Gender roles. It’s a simple concept, right? Women don dresses and stay at home; men go to work in suits and return home just in time for their wives’ homemade casserole. Yes, this is an old-fashioned example, but it gets the point across--men are men, women are women. Of course, we’re beyond this 1950’s model of gender norms, but the old images still live in our minds, forming the backbone our cultural subconscious.
We live in a society founded on the gender binary. When we were born we were assigned a sex, either male or female, and as we mature and move through our lives, we’re expected to embody the traits and behaviors associated with our sex. So, if you’re male, you’re masculine (sports, muscles, toughness) and if you’re a woman, you’re feminine (dresses, makeup, daintiness)--these are the rules that are many times laid out for us at birth. The “gender binary” is just a term that explains the categorizing of sex and gender into the masculine and feminine.
It’s obvious that, in practice, the gender binary isn’t so strictly abided by--the lines between masculine and feminine have blurred in many areas; all throughout society, we can find examples of men embodying “feminine” traits and visa versa with women. Parenting practices have changed, and some parents sign their sons up for ballet or let their daughters play in a co-ed football league.
Though men and women often share the same spaces and interests, the idea of “opposite genders” still plays an influential role in how we think of our identity and our worth. Yes, we’re way beyond the gender stereotypes of the 1950s; both men and women go to college, have careers, play sports, make music, take care of children. But despite all the blurred lines, our society in many ways still insists that we call ourselves either “men” or “women,” even though most people (knowingly or unknowingly) express themselves as somewhere in between. The question we must ask is this: Why does there still exist such a strict categorization of gender when in our modern world, being a man isn’t that different from being a woman? Yes, men and women experience vastly unequal levels of privilege in society--(in 2018, women have been paid, on average, 80 cents for every dollar paid to men)--and an individual’s ability to resist gender stereotypes depends on location and circumstance (a woman growing up in a metropolitan hub will probably understand gender differently than a woman growing up in a rural southern town), but as a society, we have reached a place where no person, no matter how hard they might try, is able to perfectly embody the ideal masculine man or the ideal feminine woman.
Our concept of gender is evolving over time, but much of society is hesitant to embrace anything outside of the gender binary. We live in a world where many people do not adhere to the gender binary or even to the gender spectrum. Individuals identify as transgender, genderqueer, agender, gender non-binary and so much more.

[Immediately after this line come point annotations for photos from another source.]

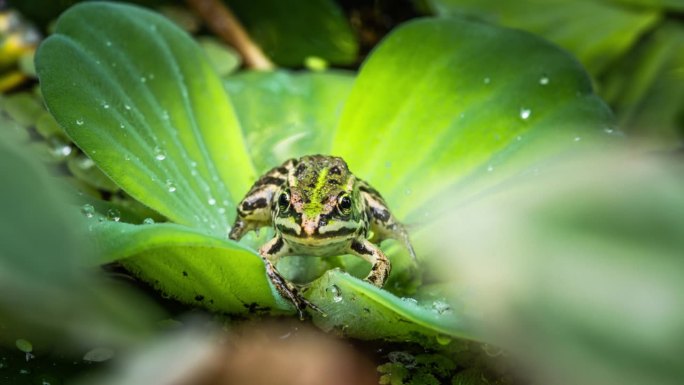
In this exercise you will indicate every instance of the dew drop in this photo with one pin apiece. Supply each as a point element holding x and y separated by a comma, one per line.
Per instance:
<point>159,153</point>
<point>525,113</point>
<point>403,358</point>
<point>170,185</point>
<point>492,351</point>
<point>335,293</point>
<point>88,210</point>
<point>443,340</point>
<point>114,215</point>
<point>23,345</point>
<point>59,147</point>
<point>99,355</point>
<point>441,307</point>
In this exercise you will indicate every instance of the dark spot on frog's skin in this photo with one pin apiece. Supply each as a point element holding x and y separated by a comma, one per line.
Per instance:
<point>257,204</point>
<point>254,307</point>
<point>276,246</point>
<point>299,170</point>
<point>360,248</point>
<point>381,215</point>
<point>269,180</point>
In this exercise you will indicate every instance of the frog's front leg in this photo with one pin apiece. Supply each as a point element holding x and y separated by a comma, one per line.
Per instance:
<point>383,224</point>
<point>380,268</point>
<point>270,253</point>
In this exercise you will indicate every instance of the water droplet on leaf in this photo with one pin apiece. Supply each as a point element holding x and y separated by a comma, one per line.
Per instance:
<point>335,293</point>
<point>99,355</point>
<point>24,346</point>
<point>114,215</point>
<point>159,153</point>
<point>525,113</point>
<point>88,210</point>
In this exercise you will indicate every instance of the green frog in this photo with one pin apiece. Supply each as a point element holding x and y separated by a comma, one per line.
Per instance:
<point>318,208</point>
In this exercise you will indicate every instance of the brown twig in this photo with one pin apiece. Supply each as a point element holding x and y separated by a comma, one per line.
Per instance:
<point>223,22</point>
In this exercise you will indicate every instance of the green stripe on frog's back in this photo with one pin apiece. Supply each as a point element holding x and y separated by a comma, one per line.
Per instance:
<point>315,207</point>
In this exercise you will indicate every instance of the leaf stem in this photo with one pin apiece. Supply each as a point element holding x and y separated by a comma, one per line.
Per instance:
<point>223,22</point>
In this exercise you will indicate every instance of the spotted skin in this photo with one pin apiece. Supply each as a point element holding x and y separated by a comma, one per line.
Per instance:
<point>318,208</point>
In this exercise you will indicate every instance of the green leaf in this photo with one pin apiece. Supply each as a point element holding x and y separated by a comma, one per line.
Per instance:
<point>139,97</point>
<point>597,31</point>
<point>580,273</point>
<point>189,265</point>
<point>647,88</point>
<point>303,110</point>
<point>434,108</point>
<point>358,309</point>
<point>423,77</point>
<point>289,32</point>
<point>47,294</point>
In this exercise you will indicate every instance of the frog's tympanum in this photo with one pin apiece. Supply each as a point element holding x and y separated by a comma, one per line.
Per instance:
<point>318,208</point>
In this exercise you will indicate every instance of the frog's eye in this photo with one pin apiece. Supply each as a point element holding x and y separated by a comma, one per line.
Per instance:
<point>284,200</point>
<point>344,203</point>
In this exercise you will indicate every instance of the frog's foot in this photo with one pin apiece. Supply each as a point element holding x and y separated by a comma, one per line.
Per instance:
<point>290,292</point>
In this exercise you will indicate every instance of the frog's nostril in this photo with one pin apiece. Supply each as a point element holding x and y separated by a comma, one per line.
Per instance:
<point>309,226</point>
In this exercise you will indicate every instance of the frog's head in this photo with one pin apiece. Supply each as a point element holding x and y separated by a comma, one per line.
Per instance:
<point>319,200</point>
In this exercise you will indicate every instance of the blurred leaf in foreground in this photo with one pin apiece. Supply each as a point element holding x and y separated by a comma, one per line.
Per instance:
<point>46,292</point>
<point>579,271</point>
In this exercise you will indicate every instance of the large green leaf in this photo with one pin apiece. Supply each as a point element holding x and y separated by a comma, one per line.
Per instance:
<point>597,31</point>
<point>141,100</point>
<point>580,273</point>
<point>434,107</point>
<point>189,265</point>
<point>291,31</point>
<point>303,110</point>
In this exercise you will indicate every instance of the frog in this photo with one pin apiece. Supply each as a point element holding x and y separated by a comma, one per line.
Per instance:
<point>318,207</point>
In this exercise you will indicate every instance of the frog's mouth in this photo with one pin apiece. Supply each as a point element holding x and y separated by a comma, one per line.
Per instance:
<point>314,228</point>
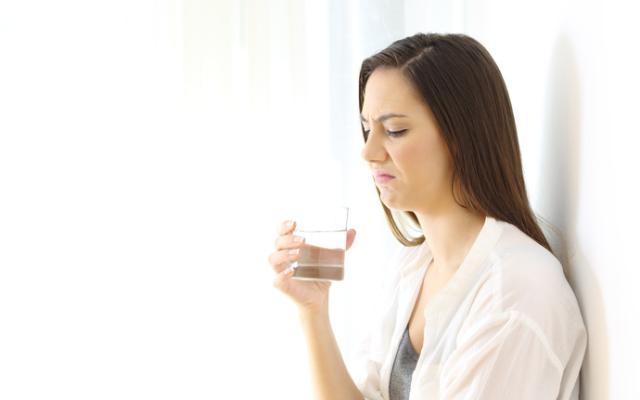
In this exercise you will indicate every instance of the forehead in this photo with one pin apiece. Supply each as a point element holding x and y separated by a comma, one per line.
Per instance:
<point>387,90</point>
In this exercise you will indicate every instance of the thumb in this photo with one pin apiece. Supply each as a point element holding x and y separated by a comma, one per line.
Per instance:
<point>351,235</point>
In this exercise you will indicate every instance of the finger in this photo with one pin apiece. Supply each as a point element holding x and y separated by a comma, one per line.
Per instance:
<point>282,259</point>
<point>286,227</point>
<point>351,235</point>
<point>289,241</point>
<point>282,277</point>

But as more people push the boundaries of gender, our society responds by putting up its defenses to protect the privilege and certainty that the traditional gender binary ensures. If we continue to define and express ourselves in terms of the gender binary, if we communicate our identities merely through femininity and masculinity, we will not overcome the bind that traditional gender roles holds us in. To start to untangle this web of oppression we must learn to express ourselves based on our personal values and interests--not just based on the widespread “values” associated with femininity and masculinity.